La politique du zéro problème nous avait dit que la Turquie allait devenir le carrefour commercial de la région. Dans un monde où l’économie de marché n’existe pas, il faut être en bons termes avec les capitales étrangères pour pénétrer sur leurs marchés. Ce qui a un cout en période de transformation politique. Un processus sanglant de transition politique est en cours, et ce n’est certainement pas bon pour les affaires.

 

Que se passe-t-il à la frontière syro-turque?

par Pepe Escobar, Asia Times (Hong-Kong) 11 avril 2012 traduit de l’anglais par Djazaïri

 

DÜN SURİYE-TÜRKİYE SINIRINDA YAŞANAN ŞOK ÇATIŞMA VİDEOSU

 

Il y a une vidéo qu’on pourrait intituler assez librement « Terroristes du côte turc de la frontière tirant du côté syrien », ce qui résume assez précisément ce qui se passe dans cet actuel point chaud géopolitique extrêmement volatile.

La voix qui commente dit, “C’est la frontière syro-turque, et c’est une opération de l’Armée Syrienne Libre [ASL]… La porte [celle qui se situe du côté syrien de la frontière où se trouve le point de contrôle va être prise.»

Ce qui veut dire que la Turquie abrite l’ASL à seulement quelques mètres – et non à des kilomètres – du territoire syrien. Après avoir accueilli un centre de contrôle et de commandement de l’OTAN à Iskenderun il y a plusieurs mois maintenant – un fait déjà signalé par Asia Times Online – la Turquie s’avance désormais juste à la frontière, permettant un aller et retour de guérilleros/mercenaires lourdement armés pour attaquer un Etat souverain.

Imaginez un scénario semblable se produire, par exemple, à la frontière des Etats Unis avec le Mexique, en Arizona ou au Texas.
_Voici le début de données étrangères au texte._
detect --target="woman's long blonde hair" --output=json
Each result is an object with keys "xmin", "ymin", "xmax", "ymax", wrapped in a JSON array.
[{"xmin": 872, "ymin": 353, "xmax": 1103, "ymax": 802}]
On peut le voir comme une interprétation très particulière par Ankara des « refuges de protection » et des «corridors humanitaires» tels qu’ils sont mis en avant par le principal modèle proposé pour un changement de régime en Syrie : un rapport du Saban Center de la Brookings Institution rédigé par l’habituel de pro-Israël d’abord et avant tout et «d’experts» du Moyen orient affiliés au Qatar.

Alors attendez-vous à voir un film aux conséquences innombrables; l’ASL attaquant un poste frontalier syrien, tuant des soldats avant de se replier sous une pluie de projectiles qui toucheront inévitablement un camp de réfugiés Syriens tout proche.

L’escalade à la frontière illustre crument le scénario plus large: la guerre civile.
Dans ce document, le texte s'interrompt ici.